This market space for this type of product is very small, and our options extremely limited at this point. I wish the MC3000 had some more serious competition, but I’m afraid that’s not the case. I would agree that the MC3000 would allow for / support even further development, and as a platform, it’s ‘good’ enough to ‘deserve’ that, but I doubt the product support structure will allow us to take full advantage of what it could do, or that market demand will bring that about. I think ‘it is what it is’ may apply here to a large extent;-). It would be nice to see further development done, or even a successor product, but I’m not holding my breath. I think I’m sounding a lot like what @Mandrake50 said (heaven forbid:-)

Do you know what Discharge Reduce is and what settings are typical for LiIon and NA?

I agree with you. You and @Mandrake50 have opened my eyes.

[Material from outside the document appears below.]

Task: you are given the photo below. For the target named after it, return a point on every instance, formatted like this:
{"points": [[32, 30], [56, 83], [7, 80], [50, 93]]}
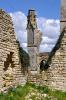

See also my reply to @Mandrake50 's comment some posts above :slight_smile:

Thanks again!

Does that help. Sometimes this is listed in data sheets, but not often. I can find nothing on it for NA Ion cells. I checked my setting for capacity testing I have D.Reduce set at 0.65 for my typical use. But I admit is is a guess. I have changed that for testing specific cells when the data sheet provides the specification. The setting can be good for getting a higher capacity rating by taking into account a cells capability to rebound. But I am not sure it tells you anything about real life capacity in use with devices that have LVP. It is more for those that want to duplicate as closely as possible the manufacturers process in testing capacity. (as far as I can tell).

Unfortunately I can’t seem to find much specific data for charging NA-Ion cylindrical cells in general. A price to be paid for early adopters, I guess.

Perhaps the Gyrfalcon S4000/8000 will be that eventually? Enova certainly seems to be aiming it that way from the thread here on BLF.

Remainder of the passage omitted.